Übersetzen: Eine Frage des Zeitgeistes

22. Oktober 2021
von Maja Hetmank

Was ist das meistübersetzte deutsche Buch?

Bücherstapel mit Übersetzungen von Cornelia Funkes „Tintenherz“
Cornelia Funkes mehrfach ausgezeichnetes Jugendbuch „Tintenherz“ ist auch durch die Verfilmung inzwischen weltweit bekannt. Foto: DNB, Julia Rinck, CC BY SA 3.0 DE

Das Ausstellungsteam von „ÜberSetzen“ ist der Frage nachgegangen und hat festgestellt, dass eine Antwort hierauf doch differenzierter ausfällt als zunächst angenommen.
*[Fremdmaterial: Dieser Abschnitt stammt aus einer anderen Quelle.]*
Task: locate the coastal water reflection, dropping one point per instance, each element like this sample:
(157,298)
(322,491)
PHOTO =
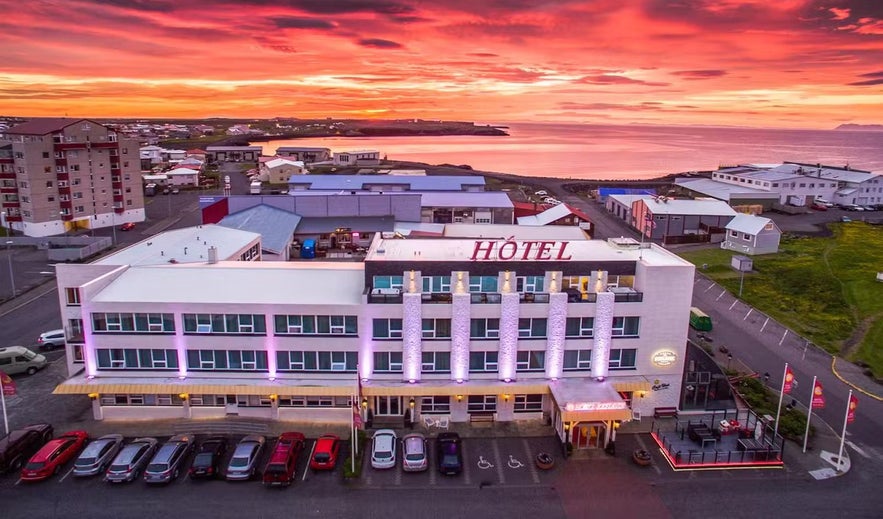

Meist hat man bei der Frage sofort die großen Klassiker im Kopf: Goethes „Faust“ vielleicht oder ein Werk von Thomas Mann. Als Bibliothekar*innen kommen wir vielleicht besonders schnell auf die Werke, die man klassischerweise als unser kulturelles Erbe ansehen würde. Wenn man als Quelle den Index translationum der UNESCO heranzieht, ist dieses Gefühl auch gar nicht so falsch: Hier stehen „Grimms Märchen“ auf Platz eins der meistübersetzen deutschen Werke. Weitere Spitzenreiter unter den deutschen Autor*innen sind Rudolf Steiner, Karl Marx und auch Johann Wolfgang von Goethe.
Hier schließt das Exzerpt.